Passenger Vehicle Traction:
A secondary advantage of a Level 2+ approach has been to forge deeper relationships between AV software developers and passenger vehicle OEMs. The progress of AV development in the past 5 years has had the effect of narrowing the hardware specifications of Level 2+ passenger vehicles and Level 4 robotaxis, with a common platform between both implementations, which is supplemented with redundancy in the form of tertiary sensors (typically Light Detection and Ranging (LiDAR) and some imaging radar) for unsupervised robotaxi deployments. As a result, AV software developers that have proven traction for Level 2+ implementations with passenger vehicle OEMs have a strong foundation with which to approach robotaxi operators, minimizing the additional engineering work that the ride-hailing operator might have to undertake to adapt the vehicle for its robotaxi applications. As Grab made clear in its announcement of the Momenta partnership:
Globally, the large-scale deployment of autonomous driving technology services has long been constrained by high costs of vehicle modification and hardware integration. Through deep cooperation with leading automakers, Momenta has integrated L4-level autonomous driving capabilities into mass-produced vehicle models, enabling an autonomous driving technology solution that can be deployed without costly post-production modifications.
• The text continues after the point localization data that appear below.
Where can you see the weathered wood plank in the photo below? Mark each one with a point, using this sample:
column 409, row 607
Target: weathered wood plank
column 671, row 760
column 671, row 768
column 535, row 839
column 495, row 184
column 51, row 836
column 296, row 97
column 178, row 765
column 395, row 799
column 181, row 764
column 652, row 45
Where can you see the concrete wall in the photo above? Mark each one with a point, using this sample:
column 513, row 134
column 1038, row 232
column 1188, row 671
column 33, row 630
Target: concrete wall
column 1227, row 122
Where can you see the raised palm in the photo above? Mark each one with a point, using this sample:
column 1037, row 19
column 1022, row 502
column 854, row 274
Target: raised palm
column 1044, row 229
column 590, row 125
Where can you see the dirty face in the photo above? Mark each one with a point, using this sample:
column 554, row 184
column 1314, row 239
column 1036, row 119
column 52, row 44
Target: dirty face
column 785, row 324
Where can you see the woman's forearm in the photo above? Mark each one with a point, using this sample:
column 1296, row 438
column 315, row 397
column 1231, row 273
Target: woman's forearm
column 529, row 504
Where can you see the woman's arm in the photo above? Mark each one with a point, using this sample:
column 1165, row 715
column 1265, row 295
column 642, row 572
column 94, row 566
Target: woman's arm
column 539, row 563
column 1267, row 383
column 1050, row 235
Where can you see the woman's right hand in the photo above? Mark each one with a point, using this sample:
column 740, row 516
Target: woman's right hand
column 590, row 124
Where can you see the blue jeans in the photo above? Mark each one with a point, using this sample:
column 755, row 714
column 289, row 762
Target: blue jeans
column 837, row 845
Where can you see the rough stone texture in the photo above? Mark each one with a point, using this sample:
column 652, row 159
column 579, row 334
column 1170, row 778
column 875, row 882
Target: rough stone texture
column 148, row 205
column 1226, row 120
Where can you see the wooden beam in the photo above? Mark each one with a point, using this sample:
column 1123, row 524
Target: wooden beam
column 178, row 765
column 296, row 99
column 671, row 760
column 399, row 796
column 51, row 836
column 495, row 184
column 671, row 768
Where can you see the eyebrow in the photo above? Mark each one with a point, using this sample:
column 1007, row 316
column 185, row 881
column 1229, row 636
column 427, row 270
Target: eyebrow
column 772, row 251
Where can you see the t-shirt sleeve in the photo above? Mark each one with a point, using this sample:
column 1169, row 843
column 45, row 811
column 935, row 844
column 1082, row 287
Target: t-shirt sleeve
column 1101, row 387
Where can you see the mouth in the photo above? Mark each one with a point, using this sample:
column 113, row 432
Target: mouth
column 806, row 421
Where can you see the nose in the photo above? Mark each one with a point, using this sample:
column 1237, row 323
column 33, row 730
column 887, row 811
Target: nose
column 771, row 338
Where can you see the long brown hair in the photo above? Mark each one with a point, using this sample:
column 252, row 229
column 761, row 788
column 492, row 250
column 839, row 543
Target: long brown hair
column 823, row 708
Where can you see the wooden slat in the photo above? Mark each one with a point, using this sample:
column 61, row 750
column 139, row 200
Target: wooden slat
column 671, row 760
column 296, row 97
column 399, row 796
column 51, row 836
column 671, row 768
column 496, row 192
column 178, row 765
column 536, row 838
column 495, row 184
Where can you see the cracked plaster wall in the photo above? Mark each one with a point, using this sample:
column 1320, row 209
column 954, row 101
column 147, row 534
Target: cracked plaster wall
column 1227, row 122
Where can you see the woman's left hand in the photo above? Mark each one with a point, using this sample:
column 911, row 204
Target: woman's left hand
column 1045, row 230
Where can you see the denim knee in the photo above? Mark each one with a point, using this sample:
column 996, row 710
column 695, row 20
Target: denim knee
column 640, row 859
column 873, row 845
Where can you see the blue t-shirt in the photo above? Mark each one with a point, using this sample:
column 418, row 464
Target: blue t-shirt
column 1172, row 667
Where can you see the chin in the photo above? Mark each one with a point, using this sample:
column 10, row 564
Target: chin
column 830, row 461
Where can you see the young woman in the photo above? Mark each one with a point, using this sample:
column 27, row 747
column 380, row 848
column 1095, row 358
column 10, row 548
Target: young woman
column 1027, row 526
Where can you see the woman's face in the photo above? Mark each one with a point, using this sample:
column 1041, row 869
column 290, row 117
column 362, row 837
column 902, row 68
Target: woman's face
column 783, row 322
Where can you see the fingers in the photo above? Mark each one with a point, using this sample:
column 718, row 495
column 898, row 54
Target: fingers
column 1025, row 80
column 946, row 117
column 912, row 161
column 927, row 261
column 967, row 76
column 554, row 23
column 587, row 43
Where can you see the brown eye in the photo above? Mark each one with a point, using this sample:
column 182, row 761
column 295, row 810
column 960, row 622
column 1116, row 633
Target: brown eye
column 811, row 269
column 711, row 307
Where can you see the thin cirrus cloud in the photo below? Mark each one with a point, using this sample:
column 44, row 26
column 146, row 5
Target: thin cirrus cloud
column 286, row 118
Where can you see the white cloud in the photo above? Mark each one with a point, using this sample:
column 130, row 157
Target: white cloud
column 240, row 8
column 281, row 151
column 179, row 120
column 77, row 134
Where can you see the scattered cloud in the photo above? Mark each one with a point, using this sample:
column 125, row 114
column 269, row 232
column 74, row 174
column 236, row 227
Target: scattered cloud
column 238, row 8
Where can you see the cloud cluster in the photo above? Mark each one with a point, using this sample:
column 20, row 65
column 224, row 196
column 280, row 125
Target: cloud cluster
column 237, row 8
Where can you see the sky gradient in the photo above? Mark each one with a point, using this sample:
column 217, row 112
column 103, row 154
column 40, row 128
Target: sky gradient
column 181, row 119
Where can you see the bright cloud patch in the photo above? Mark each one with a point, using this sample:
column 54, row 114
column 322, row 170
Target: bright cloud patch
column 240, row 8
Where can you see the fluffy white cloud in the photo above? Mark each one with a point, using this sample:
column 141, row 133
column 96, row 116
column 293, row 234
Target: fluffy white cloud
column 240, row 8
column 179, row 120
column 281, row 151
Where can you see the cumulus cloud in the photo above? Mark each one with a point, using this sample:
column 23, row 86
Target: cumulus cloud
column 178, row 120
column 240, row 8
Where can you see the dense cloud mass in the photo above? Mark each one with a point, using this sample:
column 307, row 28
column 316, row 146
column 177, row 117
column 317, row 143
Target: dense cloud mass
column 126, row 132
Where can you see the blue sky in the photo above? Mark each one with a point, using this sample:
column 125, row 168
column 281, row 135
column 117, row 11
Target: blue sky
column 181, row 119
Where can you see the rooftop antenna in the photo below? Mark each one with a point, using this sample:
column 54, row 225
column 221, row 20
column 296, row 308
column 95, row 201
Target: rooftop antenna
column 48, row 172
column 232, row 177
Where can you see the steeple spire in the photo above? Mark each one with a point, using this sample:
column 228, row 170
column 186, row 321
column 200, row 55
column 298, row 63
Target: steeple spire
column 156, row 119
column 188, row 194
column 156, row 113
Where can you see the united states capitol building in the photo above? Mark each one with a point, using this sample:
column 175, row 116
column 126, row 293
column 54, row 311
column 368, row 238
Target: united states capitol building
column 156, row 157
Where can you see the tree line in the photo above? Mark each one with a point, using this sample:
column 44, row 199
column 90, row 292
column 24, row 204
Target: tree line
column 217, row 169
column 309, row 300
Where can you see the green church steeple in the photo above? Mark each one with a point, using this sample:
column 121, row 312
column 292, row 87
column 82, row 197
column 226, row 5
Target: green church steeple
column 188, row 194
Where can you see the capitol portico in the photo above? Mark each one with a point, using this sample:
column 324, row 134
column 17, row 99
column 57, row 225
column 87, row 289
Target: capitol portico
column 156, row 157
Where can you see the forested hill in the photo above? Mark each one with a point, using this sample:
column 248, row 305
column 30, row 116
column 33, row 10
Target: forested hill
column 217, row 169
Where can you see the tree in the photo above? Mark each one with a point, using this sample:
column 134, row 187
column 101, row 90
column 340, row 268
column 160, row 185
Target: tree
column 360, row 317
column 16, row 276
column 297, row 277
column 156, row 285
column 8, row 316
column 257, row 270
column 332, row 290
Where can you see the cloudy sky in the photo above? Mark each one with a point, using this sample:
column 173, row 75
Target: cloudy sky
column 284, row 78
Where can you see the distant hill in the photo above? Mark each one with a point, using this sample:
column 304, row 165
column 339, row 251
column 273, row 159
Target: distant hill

Uber’s selection of the NVIDIA Hyperion 10 platform gave it access to multiple OEMs as manufacturing partners, which had already begun development with the Hyperion platform for passenger vehicle deployments. Furthermore, Mobileye’s close relationship with multiple Volkswagen brands has made it easy for Uber in the United States and Ruter in Europe to deploy Mobileye’s Drive platform with Volkswagen MOIA enabling factory line installation of the key enabling technologies. It is clear, therefore, that AV developers wishing to gain more traction in the robotaxi space must, in fact, prioritize traction in the passenger vehicle space, leveraging the manufacturing capability of OEM partners to reduce the cost of entry to driverless operation for would-be ride-hailing customers.
Scalability:
Southeast Asia is a highly diverse region, with a variety of driving cultures, regulations, common practices, and styles. Momenta’s focus on end-to-end AI is appealing to any ride-hailing operator wanting to quickly scale and transplant success in one country into parallel markets.